Haney stands to be a notable case not only due to its sheer size and potentially monumental damages (plaintiffs are seeking $2500 for each violation), but also because the underlying privacy issues have considerable resonance with the mass public, as technology increasingly puts private information at risk.  Further, in redefining the class to comport with the applicable statute of limitations, the court underscored that courts should use their discretion to do so rather than denying class certification on an easily remedied ground.  See id. at 2-3.  The Haney certification order also reasserted the division between consideration of class certification criteria and the underlying merits.  Id. at 3, quoting Eisen v. Carlisle & Jacquelin, 417 U.S. 156, 178 (1974) (“In determining whether to certify a class action, ‘the question is not whether the plaintiff or plaintiffs have stated a cause of action or will prevail on the merits, but rather whether the requirements of Rule 23 are met.’”).
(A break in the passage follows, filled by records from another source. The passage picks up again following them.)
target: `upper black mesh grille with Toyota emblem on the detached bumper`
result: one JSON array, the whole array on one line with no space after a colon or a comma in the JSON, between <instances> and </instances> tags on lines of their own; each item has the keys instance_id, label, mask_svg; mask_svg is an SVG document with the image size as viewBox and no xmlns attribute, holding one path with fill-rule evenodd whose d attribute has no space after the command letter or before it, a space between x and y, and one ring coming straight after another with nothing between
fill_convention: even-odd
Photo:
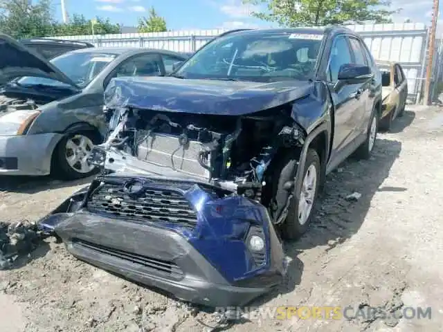
<instances>
[{"instance_id":1,"label":"upper black mesh grille with Toyota emblem on the detached bumper","mask_svg":"<svg viewBox=\"0 0 443 332\"><path fill-rule=\"evenodd\" d=\"M197 225L197 213L183 195L173 189L147 187L138 198L123 191L123 185L105 183L87 201L89 212L133 221L170 223L190 230Z\"/></svg>"}]
</instances>

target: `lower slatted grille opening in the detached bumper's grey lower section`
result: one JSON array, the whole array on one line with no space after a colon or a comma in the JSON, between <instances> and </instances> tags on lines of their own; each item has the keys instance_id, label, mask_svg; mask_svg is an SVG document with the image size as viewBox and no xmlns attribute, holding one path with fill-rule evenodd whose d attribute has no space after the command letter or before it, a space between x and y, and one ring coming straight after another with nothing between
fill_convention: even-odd
<instances>
[{"instance_id":1,"label":"lower slatted grille opening in the detached bumper's grey lower section","mask_svg":"<svg viewBox=\"0 0 443 332\"><path fill-rule=\"evenodd\" d=\"M172 261L165 261L163 259L156 259L153 257L134 254L132 252L100 246L99 244L80 239L73 239L73 246L93 250L103 255L124 259L125 261L130 261L138 266L143 266L144 268L148 268L156 273L168 275L174 279L181 279L184 275L181 268L179 268L177 264L172 263Z\"/></svg>"}]
</instances>

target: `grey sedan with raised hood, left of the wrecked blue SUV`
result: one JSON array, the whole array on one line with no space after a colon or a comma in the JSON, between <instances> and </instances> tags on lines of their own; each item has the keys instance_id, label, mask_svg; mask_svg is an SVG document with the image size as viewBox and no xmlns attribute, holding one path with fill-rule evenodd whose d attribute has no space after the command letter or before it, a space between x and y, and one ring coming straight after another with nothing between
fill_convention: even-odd
<instances>
[{"instance_id":1,"label":"grey sedan with raised hood, left of the wrecked blue SUV","mask_svg":"<svg viewBox=\"0 0 443 332\"><path fill-rule=\"evenodd\" d=\"M120 76L169 73L179 53L144 48L82 48L48 62L0 36L0 175L65 178L94 172L87 158L107 124L103 91ZM172 65L171 65L172 66Z\"/></svg>"}]
</instances>

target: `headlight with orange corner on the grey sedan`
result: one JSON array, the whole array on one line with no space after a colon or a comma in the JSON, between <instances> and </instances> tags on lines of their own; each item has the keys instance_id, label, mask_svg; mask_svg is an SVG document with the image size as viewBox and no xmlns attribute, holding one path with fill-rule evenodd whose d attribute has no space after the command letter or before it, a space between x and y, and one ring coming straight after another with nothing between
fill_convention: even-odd
<instances>
[{"instance_id":1,"label":"headlight with orange corner on the grey sedan","mask_svg":"<svg viewBox=\"0 0 443 332\"><path fill-rule=\"evenodd\" d=\"M13 111L0 116L0 135L16 136L25 135L35 118L41 112L37 110Z\"/></svg>"}]
</instances>

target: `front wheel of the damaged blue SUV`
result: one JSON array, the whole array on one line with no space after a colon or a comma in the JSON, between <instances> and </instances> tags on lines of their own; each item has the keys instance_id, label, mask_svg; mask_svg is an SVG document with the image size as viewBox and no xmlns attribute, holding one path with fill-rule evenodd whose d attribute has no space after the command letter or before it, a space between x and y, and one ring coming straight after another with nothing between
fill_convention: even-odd
<instances>
[{"instance_id":1,"label":"front wheel of the damaged blue SUV","mask_svg":"<svg viewBox=\"0 0 443 332\"><path fill-rule=\"evenodd\" d=\"M284 171L284 169L283 169ZM284 172L282 172L282 175ZM295 175L295 174L294 174ZM304 234L311 223L314 205L318 196L320 185L320 158L314 149L308 149L305 168L301 174L302 185L289 203L286 219L280 225L280 234L283 239L295 240ZM279 187L284 185L282 178L278 179ZM284 190L282 188L281 190ZM296 197L299 199L296 199Z\"/></svg>"}]
</instances>

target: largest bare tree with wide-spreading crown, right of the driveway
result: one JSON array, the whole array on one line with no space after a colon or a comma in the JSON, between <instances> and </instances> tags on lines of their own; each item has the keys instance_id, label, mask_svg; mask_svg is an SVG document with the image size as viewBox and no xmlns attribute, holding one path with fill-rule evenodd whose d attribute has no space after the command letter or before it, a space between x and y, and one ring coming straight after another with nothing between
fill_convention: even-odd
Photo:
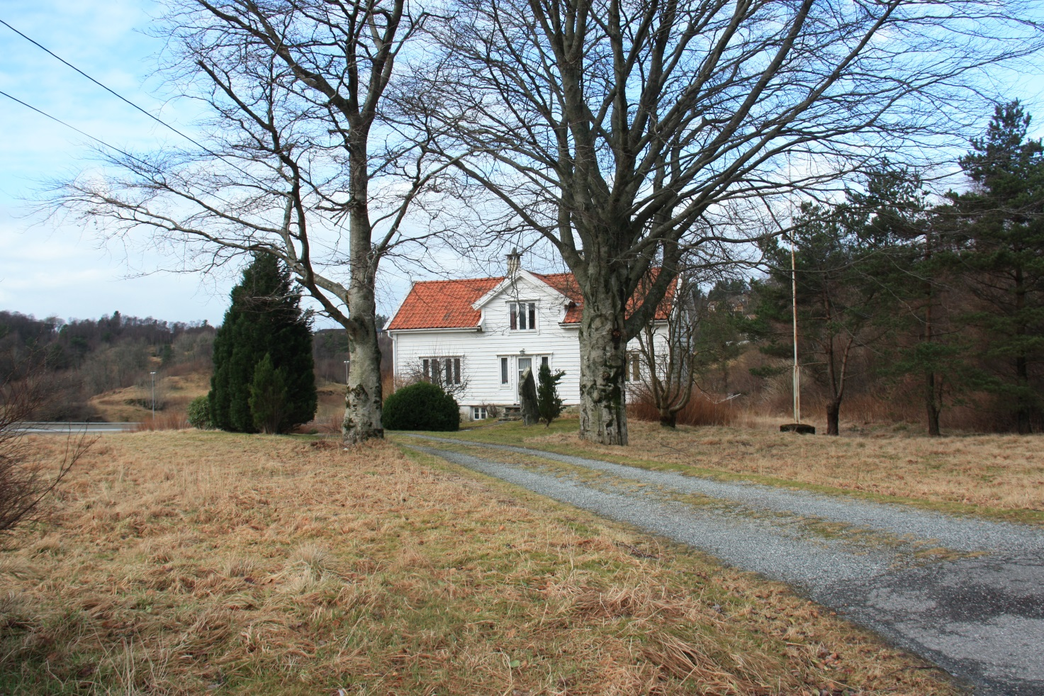
<instances>
[{"instance_id":1,"label":"largest bare tree with wide-spreading crown, right of the driveway","mask_svg":"<svg viewBox=\"0 0 1044 696\"><path fill-rule=\"evenodd\" d=\"M580 435L627 441L625 346L737 209L952 145L984 67L1040 46L1031 3L459 0L407 105L584 296ZM941 136L951 135L950 142ZM465 157L467 152L469 155ZM523 240L525 242L525 240ZM532 242L537 243L537 242ZM641 280L664 269L643 292Z\"/></svg>"}]
</instances>

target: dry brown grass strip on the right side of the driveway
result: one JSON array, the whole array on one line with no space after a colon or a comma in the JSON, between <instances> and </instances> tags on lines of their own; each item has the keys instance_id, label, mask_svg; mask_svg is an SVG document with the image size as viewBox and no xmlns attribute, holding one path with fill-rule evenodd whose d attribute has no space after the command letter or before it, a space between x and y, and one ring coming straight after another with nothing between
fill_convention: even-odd
<instances>
[{"instance_id":1,"label":"dry brown grass strip on the right side of the driveway","mask_svg":"<svg viewBox=\"0 0 1044 696\"><path fill-rule=\"evenodd\" d=\"M623 449L579 439L575 418L557 421L550 429L509 423L455 436L1044 524L1044 436L938 438L881 430L827 437L781 433L778 418L744 416L743 423L670 430L631 421L631 445Z\"/></svg>"}]
</instances>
As to the often-decisive Rule 23 “commonality” requirement, the defendant argued that each transaction in which private data was obtained would require an intrinsically individualized inquiry, in particular as to the affirmative defense that information was acquired for a permissible purpose.  See id. at 6.  The defendant also argued that the DPPA requires that a violation cause actual injury, which would likewise require individual analysis.  Id.  The court rejected both of defendant’s arguments, finding that the DPPA does not require proof of actual damages, and that, although individual answers to questions regarding the data transactions might vary as to each class member, “Rule 23(a) requires common questions, not common answers.” Id. at 6-7.